Berchtesgadener Land - Sobald das Wetter schön ist, treibt es Autokolonnen in Richtung Berge. Die Ausflugsregionen in Oberbayern können ein Lied davon singen. Auch bei uns sind die Wanderparkplätze überbelegt. Doch nicht jeder ist auf seine Tour ausreichend vorbereitet. Immer wieder muss die Bergwacht ausrücken.

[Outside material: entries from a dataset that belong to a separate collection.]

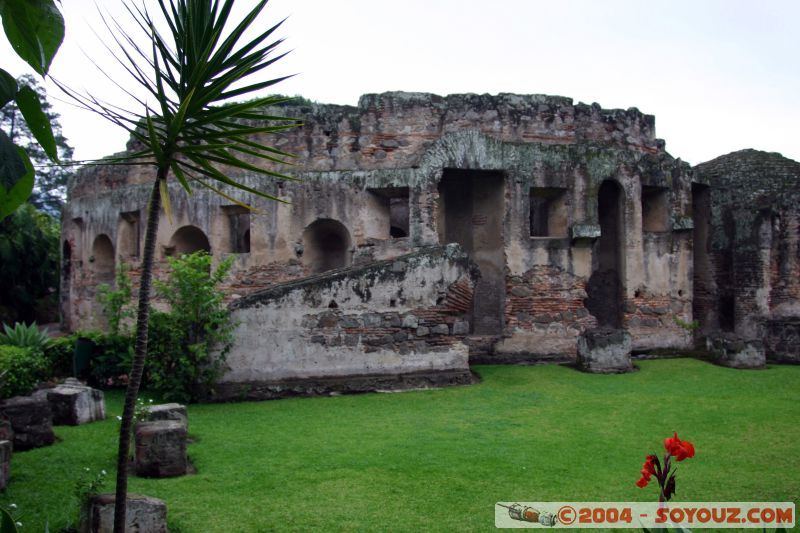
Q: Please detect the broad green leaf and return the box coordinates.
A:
[0,142,34,220]
[0,129,26,190]
[17,86,58,162]
[0,509,18,533]
[0,0,64,76]
[0,68,17,107]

"Es ist in unseren Einsätzen spürbar, dass die Leute die Lockerungen der Corona-Maßnahmen genutzt haben, um in die Berge zu fahren", erklärt David Pichler, der Geschäftsführer der Bergwacht-Region Chiemgau, gegenüber BGLand24.de. Wie seine Kameraden weiß er, dass der Bergsport seit Jahren boomt, aber Corona habe den Trend noch weiter verstärkt. "Viele haben durch die strikten Maßnahmen den Zugang zur Natur gefunden, angefangen Sport zu machen", vermutet Pichler.


In Pfingstferien über 25 Einsätze am Berg

Doch genau da liegt das Problem. "Bergsteigen muss man lernen wie schwimmen. Ich kann nicht im Meer baden, wenn ich Nichtschwimmer bin", zieht der Bergwacht-Geschäftsführer den Vergleich. "Du kannst auch nicht auf die höchsten Berge steigen, wenn du es nicht trainiert hast." Mehr als 25 Einsätze hatte die Bergwacht im Berchtesgadener Land in den Pfingstferien, vom Kreislaufkollaps bis zum tödlichen Absturz.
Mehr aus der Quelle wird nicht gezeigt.